Mittelfristige Handlungsbedarfe, die jetzt offensichtlich werden:

• In akuten Krisen müssen Forschungsgelder auch kurzfristig bereitgestellt werden können. Erklärt die Weltgesundheitsorganisation eine Gesundheitliche Notlage internationaler Tragweite, soll die Bundesregierung Forschungsgelder unter besonderen, aber klar geregelten Bedingungen vergeben können. Hierbei ist sich an Artikel 195 der Haushaltsordnung für den Gesamthaushaltsplan der Europäischen Union sowie dem Arbeitsprogramm zu Horizont 2020 zu orientieren. Diese sehen unter anderem vor, dass Forschungsgelder in einem stark verkürzten Verfahren vergeben werden können und die gewonnenen Forschungsdaten nach spätestens 30 Tagen entsprechend der FAIR-Prinzipien zugänglich und nutzbar gemacht werden müssen.

• Darüber hinaus sind weitere interdisziplinäre Förderprogramme in der Versorgungsforschung, zur Erforschung des menschlichen Immunsystems, therapeutische Antikörper und Antiinfektiva und den Folgen der Klimakrise auf die menschliche Gesundheit und die Verbreitung von Pandemien aufzulegen, um auf künftige Krisen besser vorbereitet zu sein. Diese sollten längerfristig angelegt sein, bestehende Maßnahmen ergänzen und ein Fördervolumen von 50 Millionen Euro jährlich umfassen.

• Um die notwendigen Forschungsbereiche zur Vorbeugung von Gesundheitskrisen dauerhaft zu stärken, sind vier neue Nationale Forschungszentren in folgenden Bereichen zu gründen: (1) Zentrum für Antiinfektiva und Wirkstoffforschung, (2) Zentrum für Präventionsforschung, (3) Zentrum zur Erforschung der Folgen der Klimakrise auf Gesundheit und Pandemieentwicklung und (4) One-Health-Zentrum zum umfassenden Verständnis der Virusökologie sowie der Herkunft und Ausbreitungswege neuer Erreger zu gründen und nach der Aufbauphase mit jährlich 150 Millionen Euro zu finanzieren.

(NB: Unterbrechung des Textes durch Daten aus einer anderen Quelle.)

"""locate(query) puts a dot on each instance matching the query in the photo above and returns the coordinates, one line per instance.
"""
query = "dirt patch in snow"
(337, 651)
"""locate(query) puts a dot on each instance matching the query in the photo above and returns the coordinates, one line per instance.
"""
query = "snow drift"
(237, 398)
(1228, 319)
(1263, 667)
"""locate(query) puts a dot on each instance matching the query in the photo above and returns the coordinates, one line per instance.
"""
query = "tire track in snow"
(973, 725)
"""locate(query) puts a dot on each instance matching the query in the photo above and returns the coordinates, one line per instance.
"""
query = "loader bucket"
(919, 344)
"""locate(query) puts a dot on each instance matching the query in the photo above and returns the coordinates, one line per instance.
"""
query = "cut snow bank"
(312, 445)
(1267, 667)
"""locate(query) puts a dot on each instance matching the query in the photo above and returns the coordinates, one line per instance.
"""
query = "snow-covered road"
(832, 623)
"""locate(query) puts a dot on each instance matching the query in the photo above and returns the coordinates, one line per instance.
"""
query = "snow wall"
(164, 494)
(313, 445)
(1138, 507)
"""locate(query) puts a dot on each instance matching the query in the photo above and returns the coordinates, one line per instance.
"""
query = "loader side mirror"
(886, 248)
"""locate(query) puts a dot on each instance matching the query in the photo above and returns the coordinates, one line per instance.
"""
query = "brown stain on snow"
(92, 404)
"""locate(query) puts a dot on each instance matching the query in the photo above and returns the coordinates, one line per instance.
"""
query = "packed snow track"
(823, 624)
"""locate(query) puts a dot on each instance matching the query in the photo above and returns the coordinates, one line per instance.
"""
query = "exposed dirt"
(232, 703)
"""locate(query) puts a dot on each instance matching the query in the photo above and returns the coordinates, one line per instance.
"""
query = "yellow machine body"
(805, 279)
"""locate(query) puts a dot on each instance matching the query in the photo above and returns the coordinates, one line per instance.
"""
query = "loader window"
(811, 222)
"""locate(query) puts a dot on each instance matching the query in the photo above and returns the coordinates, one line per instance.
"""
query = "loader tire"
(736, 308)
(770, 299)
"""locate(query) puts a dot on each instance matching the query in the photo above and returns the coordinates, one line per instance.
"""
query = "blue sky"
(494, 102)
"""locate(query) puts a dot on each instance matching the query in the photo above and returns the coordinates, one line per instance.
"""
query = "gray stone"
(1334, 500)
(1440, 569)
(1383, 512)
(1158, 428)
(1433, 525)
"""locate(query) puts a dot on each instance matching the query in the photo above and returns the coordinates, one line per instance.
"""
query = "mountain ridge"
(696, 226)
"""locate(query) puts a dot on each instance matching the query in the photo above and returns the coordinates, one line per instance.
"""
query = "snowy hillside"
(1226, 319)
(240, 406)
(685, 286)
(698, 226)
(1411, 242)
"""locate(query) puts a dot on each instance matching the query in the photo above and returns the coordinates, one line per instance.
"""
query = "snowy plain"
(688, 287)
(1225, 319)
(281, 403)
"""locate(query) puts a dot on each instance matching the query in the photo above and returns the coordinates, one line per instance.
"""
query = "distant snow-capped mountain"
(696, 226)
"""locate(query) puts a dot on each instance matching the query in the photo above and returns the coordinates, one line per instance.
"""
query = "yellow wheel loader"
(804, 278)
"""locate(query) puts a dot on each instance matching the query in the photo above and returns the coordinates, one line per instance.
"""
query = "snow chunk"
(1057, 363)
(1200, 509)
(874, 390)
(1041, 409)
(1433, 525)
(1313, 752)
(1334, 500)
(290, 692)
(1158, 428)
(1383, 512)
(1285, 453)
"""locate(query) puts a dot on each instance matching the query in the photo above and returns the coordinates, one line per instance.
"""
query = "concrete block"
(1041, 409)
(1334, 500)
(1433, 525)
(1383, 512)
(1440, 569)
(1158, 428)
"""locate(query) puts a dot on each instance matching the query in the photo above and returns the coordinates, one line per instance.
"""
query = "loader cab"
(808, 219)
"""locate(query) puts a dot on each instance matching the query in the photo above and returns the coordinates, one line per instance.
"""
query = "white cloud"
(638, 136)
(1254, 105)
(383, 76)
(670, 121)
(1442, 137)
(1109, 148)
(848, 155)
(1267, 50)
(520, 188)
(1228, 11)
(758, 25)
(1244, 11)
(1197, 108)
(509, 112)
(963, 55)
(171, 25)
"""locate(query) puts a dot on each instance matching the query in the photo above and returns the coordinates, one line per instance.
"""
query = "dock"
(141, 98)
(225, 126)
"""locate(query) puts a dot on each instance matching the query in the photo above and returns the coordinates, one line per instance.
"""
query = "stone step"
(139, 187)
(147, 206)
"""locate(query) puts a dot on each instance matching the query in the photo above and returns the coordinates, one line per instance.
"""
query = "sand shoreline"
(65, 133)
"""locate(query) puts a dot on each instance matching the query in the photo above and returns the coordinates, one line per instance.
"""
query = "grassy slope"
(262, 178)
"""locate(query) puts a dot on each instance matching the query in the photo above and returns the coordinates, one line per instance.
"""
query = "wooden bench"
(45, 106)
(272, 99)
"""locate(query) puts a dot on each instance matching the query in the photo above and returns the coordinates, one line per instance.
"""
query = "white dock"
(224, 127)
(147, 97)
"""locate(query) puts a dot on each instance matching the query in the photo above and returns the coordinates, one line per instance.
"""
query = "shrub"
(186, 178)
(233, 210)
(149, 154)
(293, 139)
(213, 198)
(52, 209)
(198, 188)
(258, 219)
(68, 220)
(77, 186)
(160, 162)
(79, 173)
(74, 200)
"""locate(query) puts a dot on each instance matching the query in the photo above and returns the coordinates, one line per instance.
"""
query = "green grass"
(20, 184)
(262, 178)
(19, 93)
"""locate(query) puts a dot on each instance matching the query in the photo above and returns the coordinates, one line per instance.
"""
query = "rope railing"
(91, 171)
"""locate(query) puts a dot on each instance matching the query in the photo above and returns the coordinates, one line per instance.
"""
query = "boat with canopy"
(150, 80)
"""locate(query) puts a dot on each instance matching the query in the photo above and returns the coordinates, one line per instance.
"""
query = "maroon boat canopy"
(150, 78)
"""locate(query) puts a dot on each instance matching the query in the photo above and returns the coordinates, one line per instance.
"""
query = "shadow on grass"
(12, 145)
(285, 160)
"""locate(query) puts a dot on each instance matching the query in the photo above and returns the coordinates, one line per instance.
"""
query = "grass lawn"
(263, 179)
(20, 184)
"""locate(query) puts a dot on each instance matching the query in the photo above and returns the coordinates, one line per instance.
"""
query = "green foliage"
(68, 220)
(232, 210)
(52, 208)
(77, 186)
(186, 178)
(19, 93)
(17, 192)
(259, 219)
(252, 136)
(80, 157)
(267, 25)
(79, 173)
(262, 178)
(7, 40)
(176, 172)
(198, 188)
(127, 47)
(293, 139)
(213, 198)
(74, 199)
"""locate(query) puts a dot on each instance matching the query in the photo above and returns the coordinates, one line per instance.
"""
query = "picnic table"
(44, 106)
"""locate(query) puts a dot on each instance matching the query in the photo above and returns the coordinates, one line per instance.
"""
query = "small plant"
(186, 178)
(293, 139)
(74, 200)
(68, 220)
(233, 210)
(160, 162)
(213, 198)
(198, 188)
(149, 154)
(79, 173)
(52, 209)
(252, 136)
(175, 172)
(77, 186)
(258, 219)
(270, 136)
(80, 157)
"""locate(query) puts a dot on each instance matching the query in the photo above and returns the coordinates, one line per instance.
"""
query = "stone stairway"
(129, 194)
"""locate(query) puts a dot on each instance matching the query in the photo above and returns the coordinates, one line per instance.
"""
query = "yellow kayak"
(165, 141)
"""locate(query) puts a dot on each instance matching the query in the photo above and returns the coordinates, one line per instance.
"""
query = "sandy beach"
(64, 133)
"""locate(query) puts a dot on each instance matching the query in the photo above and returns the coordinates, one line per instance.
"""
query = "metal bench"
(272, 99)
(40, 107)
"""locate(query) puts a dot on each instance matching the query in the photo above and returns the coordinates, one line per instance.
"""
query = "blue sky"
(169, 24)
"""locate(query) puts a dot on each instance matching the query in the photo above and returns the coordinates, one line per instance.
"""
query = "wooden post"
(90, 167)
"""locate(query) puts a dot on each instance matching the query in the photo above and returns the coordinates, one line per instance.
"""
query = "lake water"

Diese Zentren sollen die bestehende Forschungslandschaft ergänzen, zur stärkeren (auch internationalen) Vernetzung Beitragen und auch Nachwuchswissenschaftler*innen fördern. Daneben ist insbesondere das herausragende Deutsche Zentrum für Infektionsforschung (DZIF), aber auch die universitäre und außeruniversitäre Forschung in diesen Bereichen weiter zu stärken.

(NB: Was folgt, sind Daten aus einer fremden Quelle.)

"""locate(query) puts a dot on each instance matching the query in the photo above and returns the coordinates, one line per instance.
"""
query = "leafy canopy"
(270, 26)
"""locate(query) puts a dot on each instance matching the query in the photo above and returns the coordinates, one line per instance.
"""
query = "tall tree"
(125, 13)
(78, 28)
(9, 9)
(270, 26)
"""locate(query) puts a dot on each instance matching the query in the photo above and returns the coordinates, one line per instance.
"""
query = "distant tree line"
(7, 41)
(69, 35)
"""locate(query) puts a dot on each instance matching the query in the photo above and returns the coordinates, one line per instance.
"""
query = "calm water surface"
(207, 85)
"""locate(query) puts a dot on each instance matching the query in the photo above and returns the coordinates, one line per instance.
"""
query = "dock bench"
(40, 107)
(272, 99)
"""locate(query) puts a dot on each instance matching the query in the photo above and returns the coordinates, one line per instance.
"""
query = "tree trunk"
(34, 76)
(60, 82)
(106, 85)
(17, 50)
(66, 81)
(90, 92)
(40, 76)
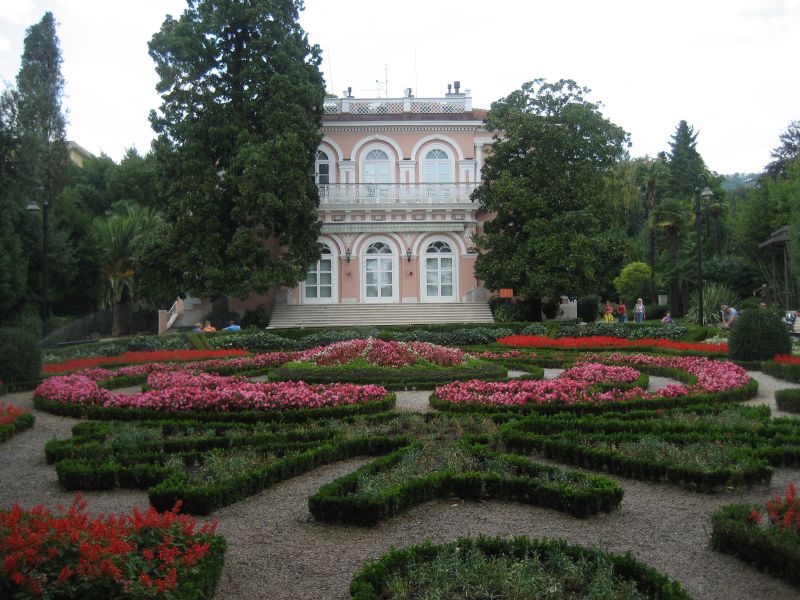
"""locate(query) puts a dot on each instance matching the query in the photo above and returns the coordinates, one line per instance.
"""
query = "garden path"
(277, 551)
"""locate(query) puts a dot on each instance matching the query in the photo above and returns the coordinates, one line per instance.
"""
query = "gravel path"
(277, 551)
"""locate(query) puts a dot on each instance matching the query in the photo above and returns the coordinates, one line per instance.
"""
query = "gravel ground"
(277, 551)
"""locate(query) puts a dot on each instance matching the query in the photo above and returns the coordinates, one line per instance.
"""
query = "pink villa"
(395, 177)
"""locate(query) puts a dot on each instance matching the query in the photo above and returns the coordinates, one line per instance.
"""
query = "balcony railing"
(395, 193)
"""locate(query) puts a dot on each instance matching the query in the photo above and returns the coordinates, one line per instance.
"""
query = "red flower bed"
(71, 555)
(583, 343)
(139, 357)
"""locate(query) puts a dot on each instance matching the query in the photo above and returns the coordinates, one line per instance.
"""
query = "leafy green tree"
(684, 163)
(238, 129)
(544, 180)
(634, 281)
(117, 238)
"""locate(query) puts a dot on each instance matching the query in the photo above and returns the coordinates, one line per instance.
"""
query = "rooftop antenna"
(385, 82)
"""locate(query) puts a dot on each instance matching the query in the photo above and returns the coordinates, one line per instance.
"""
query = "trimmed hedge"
(773, 550)
(781, 371)
(788, 400)
(100, 413)
(370, 582)
(340, 501)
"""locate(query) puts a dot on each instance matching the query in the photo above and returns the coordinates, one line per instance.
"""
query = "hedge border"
(788, 400)
(338, 502)
(100, 413)
(369, 582)
(769, 549)
(22, 422)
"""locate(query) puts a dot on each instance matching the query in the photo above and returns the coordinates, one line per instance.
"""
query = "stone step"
(343, 315)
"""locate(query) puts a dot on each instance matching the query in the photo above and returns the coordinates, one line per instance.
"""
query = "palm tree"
(117, 237)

• Darüber hinaus ist die Forschung zur Risikowahrnehmung auszubauen und die Wissenschaftskommunikation gerade in Krisenfällen zu stärken. Es braucht starke Institutionen der Wissenschaftskommunikation, die sowohl in der Krise als auch dauerhaft in der Lage sind, wissenschaftliche Entwicklungen und Empfehlungen unabhängig aufzubereiten. In diesem Zusammenhang muss beispielsweise noch stärker über die Themen des verantwortungsvollen und verlässlichen Gebrauchs von Antibiotika sowie dem Nutzen von Impfungen aufgeklärt werden. Es ist wichtig, dass Ärzt*innen diesbezüglich Sorgen und Fragen der Menschen ernstnehmen und Aufklärung leisten. Unbegründete Ängste können gerade in Krisenzeiten weitreichende Folgen haben und müssen wissenschaftsbasiert widerlegt werden. Hierfür ist es essenziell, dass Kommunikationsstrategien zur Impf-Aufklärung an allen medizinischen Universitäten einen Weg in den Lehrplan finden.

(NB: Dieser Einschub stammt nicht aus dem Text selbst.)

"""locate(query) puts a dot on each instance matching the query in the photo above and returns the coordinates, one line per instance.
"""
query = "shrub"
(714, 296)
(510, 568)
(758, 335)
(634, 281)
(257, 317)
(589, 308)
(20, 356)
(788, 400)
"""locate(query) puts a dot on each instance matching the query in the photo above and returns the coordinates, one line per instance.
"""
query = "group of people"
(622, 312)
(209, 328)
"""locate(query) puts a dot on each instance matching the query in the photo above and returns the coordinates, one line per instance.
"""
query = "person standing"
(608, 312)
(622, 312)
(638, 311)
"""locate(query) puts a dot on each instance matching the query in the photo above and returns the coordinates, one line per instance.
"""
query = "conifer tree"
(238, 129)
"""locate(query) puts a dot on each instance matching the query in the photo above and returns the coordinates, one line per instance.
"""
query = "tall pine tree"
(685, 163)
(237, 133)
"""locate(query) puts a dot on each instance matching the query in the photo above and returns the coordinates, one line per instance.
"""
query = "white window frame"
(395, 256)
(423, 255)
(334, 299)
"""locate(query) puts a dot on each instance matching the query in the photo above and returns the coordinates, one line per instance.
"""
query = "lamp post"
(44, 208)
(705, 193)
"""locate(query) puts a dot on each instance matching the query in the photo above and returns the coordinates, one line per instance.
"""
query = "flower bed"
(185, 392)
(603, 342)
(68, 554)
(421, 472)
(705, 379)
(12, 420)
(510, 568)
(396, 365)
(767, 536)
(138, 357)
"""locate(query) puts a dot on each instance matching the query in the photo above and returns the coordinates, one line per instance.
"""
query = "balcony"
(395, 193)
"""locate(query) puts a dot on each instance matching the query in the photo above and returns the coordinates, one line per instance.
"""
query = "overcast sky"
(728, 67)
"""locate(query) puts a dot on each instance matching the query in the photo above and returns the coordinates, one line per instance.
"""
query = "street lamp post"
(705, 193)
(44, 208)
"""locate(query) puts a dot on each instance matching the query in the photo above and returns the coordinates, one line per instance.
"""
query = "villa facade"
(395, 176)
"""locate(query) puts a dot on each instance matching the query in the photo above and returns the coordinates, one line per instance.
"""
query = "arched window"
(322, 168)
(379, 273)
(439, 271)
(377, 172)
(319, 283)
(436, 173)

• Künstliche Intelligenz (KI) kann gut dabei helfen, Verläufe von Pandemien und deren räumliche Ausbreitung zu prognostizieren. Auch für die Analyse der Proteinzusammensetzung des Virus, die Suche nach wirksamen Medikamenten und die Entwicklung eines neuen Impfstoffes wird KI eingesetzt. Die Investitionen der Bundesregierung für KI in der Forschung fallen aber viel zu gering aus, um dieses Potential auszuschöpfen. Wir müssen unsere bestehenden Zentren für Maschinelles Lernen stärker fördern, interdisziplinär vernetzen und auf europäische Kooperationen setzen. Für die Förderung solcher unabhängiger, europäischer vernetzter KI-Institutionen und Netzwerke muss die Bundesregierung 100 Millionen Euro bereitstellen.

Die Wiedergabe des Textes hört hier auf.